Bonjour, Merci de l'information. Dommage simplement de ne pas citer ce chef-d'oeuvre du roman français qu'est "L'Île atlantique" qui, un jour, sera considéré et lu comme un "classique". Cordialement, Elisabeth brunet

Adolescent, au petit séminaire, j'ai lu les livres de la collection "Signes de pistes" et j'ai sans doute aimé le Prince Eric... comme l'un ou l'autre camarade de classe. Je ne suis pourtant pas devenu homosexuel ni pédophile. Et je ne peux imaginer que cette littérature ait été écrite dans ce but là.

Peut-être pour information, concernant Tony Duvert, formidable écrivain, plein d’humour, de révolte anti bourgeoise et familiale : j’ai pu apprendre l’hiver dernier que toutes les bibliothèques de l’Alliance française dans le monde ont reçu une note relative à des ouvrages qu’il s’agissait de retirer des rayonnages.
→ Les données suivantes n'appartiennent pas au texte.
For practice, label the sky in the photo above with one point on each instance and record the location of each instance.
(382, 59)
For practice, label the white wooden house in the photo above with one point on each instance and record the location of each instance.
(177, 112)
C’est ainsi que tous les livres de Tony Duvert sont interdits de lectures dans les bibliothèques chargées de diffuser la littérature française à l’étranger. J’ignore si d’autres organismes ont reçu une note équivalente. L’ordre moral prôné par des détraqués est triomphant : la « mort absente » de Tony Duvert, auteur de "Récidive", "Journal d’un innocent", deux grands textes parmi d’autres, prédit qu’il n’a sûrement pas fini de se repaître.

Merci de la précision,on ne prend jamais assez de précautions contre la littérature. La mort d'absente devint présente.

Bravo pour votre billet, Anne Simonin et comme Dominique Conil je vous trouve bien courageuse car à lire la tonalité de beaucoup de commentaires je comprends que T. Duvert ait jugé qu'il était désormais inaudible.